I first became acquainted with the Pushkin Press when I received a newly published compendium of short fiction by Stefan Zweig and as it turns out, they also publish a number of other titles by Zweig including a recent biography and a also a haunting novel by Laurent Seksik about the last months of Zweig’s life (and death) in Brazil.
As these things happen, I found a copy of The Specter of Alexander Wolf by Gaito Gazdanov amongst the omenous accumulations of books that festoon the flat surfaces of my apartment. I don’t think I read about it because only the daily newspaper from that wonderful metropolis, Minneapolis chose to review it. On the other, hand the ever alert and fastidious Michael Ortofer at the Complete Review provided his commendable customary due diligence
Nicholas Lezard echoes my sentiments,
Another masterpiece from someone I’d never heard of before published by Pushkin Press; how many more do they have up their sleeve? This time it is by Gaito Gazdanov, a Russian émigré novelist whose work was not published in his native country until the collapse of the communist regime.
Suffice it to say that there is a lot going in this nearly 200 page novel detective story, a sly take on the life of a free lance writer, a existential rumination and even a love story.
It should not go unsaid that Pushkin Press exhibits a commendable respect for the paper and ink book by using good paper, crisp design and typography to produce handsome tomes.

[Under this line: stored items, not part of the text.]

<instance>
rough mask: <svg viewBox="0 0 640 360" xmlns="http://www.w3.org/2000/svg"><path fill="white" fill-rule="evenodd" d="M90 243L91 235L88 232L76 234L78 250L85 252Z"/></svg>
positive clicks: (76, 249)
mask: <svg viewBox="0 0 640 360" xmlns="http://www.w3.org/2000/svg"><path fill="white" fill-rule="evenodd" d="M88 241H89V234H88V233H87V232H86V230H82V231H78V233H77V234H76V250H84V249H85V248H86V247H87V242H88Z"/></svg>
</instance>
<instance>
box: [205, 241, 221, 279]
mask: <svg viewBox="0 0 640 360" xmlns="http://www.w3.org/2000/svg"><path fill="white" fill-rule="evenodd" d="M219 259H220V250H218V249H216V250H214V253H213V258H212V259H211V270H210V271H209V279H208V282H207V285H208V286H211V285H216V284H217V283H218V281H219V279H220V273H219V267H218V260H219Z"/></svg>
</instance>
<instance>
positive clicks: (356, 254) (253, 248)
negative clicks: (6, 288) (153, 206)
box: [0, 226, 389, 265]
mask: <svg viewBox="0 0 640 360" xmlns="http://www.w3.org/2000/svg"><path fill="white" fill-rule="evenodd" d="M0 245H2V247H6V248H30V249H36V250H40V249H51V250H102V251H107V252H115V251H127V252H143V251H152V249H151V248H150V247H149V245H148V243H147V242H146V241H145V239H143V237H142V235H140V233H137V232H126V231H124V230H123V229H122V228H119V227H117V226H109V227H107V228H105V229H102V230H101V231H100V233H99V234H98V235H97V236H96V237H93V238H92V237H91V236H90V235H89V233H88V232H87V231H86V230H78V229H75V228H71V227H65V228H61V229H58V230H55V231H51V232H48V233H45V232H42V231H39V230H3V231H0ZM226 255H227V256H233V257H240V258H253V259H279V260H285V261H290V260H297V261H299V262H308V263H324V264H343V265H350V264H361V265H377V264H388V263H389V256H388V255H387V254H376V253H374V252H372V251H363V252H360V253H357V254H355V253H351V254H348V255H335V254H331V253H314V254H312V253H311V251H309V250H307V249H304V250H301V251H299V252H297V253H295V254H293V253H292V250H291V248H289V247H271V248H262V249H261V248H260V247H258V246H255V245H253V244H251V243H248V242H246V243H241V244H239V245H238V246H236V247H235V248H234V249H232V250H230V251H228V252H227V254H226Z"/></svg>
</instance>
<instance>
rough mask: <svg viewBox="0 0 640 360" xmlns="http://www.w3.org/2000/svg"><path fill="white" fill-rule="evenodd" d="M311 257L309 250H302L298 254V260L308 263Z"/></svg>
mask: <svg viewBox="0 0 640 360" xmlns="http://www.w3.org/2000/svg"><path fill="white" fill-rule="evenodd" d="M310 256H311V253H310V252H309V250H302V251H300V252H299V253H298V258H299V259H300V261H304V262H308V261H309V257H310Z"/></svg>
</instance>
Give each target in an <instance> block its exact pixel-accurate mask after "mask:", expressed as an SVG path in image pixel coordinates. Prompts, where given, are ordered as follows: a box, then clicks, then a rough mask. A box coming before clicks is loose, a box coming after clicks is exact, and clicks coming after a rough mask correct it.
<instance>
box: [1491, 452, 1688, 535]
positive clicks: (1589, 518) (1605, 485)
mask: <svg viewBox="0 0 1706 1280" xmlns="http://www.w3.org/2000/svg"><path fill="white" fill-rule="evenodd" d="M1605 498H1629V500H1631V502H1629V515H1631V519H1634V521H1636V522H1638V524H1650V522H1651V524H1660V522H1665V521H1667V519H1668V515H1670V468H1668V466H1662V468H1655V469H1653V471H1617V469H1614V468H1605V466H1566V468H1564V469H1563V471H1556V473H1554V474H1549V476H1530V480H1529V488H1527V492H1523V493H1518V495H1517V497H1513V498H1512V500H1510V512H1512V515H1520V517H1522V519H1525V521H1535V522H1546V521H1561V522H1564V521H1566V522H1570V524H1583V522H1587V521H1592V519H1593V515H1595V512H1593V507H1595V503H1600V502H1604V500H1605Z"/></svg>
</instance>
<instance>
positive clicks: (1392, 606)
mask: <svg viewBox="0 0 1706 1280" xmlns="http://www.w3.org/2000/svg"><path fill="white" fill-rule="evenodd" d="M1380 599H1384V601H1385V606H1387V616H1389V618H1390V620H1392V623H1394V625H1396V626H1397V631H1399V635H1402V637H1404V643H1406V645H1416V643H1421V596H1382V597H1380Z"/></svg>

No small gesture in a tenuous, modern book world.
Currently reading Havana Black by Leonardo Padura (Bitter Lemon Press)
* I found this phrase in Rebecca Schuman’s rumination on Kafka, Susan Bernofsky and Jay Cantor’s new opus, Forgiving the Angel (Knopf) and like it so much that I expropriated it for the title of this piece that luckily has something to do with modernism ( whatever that is).